Changement de Décor ausculte la France et ses habitants et ajoute à la vertu du direct celle du documentaire. Certains lieux, certains modes de vie n’ont rien à gagner du direct mais au contraire à y perdre en finesse, en profondeur, en justesse. Vertu du documentaire donc, mais vertu du direct encore: une semaine sur trois, l’émission est totalement réalisée de la province, rejointe en fin de semaine par Conférence de Rédaction, le magazine de la rédaction de France Culture.

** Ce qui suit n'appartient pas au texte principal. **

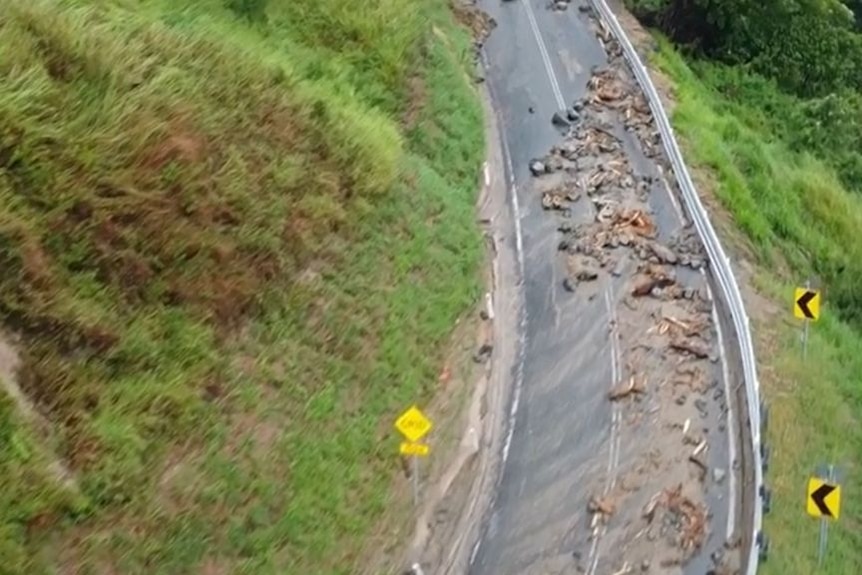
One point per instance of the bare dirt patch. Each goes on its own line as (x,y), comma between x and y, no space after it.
(670,398)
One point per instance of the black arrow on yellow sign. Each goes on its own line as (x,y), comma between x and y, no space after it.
(803,301)
(819,498)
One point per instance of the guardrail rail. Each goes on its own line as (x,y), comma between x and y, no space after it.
(721,270)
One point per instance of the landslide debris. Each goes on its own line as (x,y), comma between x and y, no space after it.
(669,393)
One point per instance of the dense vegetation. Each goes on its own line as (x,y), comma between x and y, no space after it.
(796,66)
(769,105)
(233,237)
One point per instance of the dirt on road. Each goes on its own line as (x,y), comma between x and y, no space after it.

II.- AGORA SONORE EN DIRECT : IMAGES SONORES DE LA DIVERSITE OCCITANE Comment parlait-on sur les foires et marchés d’hier, il y a près d’un demi-siècle ? quelle langue était la langue des actes de transaction, de négociation, et plus encore de récit, d’échange, sur les lieux mêmes de l’agora ? A ausculter les pratiques sociales et langagières de la société rurale, quels changements avons-nous pu observer ? Quel a été l’avantage du " direct " pour l’appréhension de la question du pluralisme langagier en France ? Quels ont été les effets induits des grands changements observés : suppression des abattoirs communaux et locaux ; suppression de circuits entiers de foires et marchés, détruits, en vertu d’un changement de décor commandé par la montée des institutions européennes ? Au moment où chaque marché local témoignait d’une poussée de la langue française, où l’éclatement des communautés villageoises s’ajoutait à celui des modes de vie traditionnels, il nous a paru indispensable d’explorer les usages langagiers dans les pays réels, de prendre le temps d’écouter à travers leur complexité les paysans, les négociants, en situation d’échange ; en dehors de l’agréable pastel des terminologies dialectales. Il nous est apparu que la France rurale était en réalité une France “ rurbanisée ”, dont la mosaïque des gastronomies locales, des terminologies locales ne donnait qu’une image tronquée. L’occitan entendu n’était pas du tout une succession, encore moins une addition de paysages sonores: mais un processus de normalité pensé en termes de modèles interculturels. Observer les pratiques langagières en direct avec des méthodes relevant du documentaire, nous a permis de gagner en finesse ; en revanche il était nécessaire de produire hors des conditions du direct, des données qui auraient tout perdu de la prise de son en direct. Jean Séguy avait inventé la méthode indirecte : nous avons dû réinventer le direct à partir du son numérique accédé en stations d’écoute interactive et expérimentale.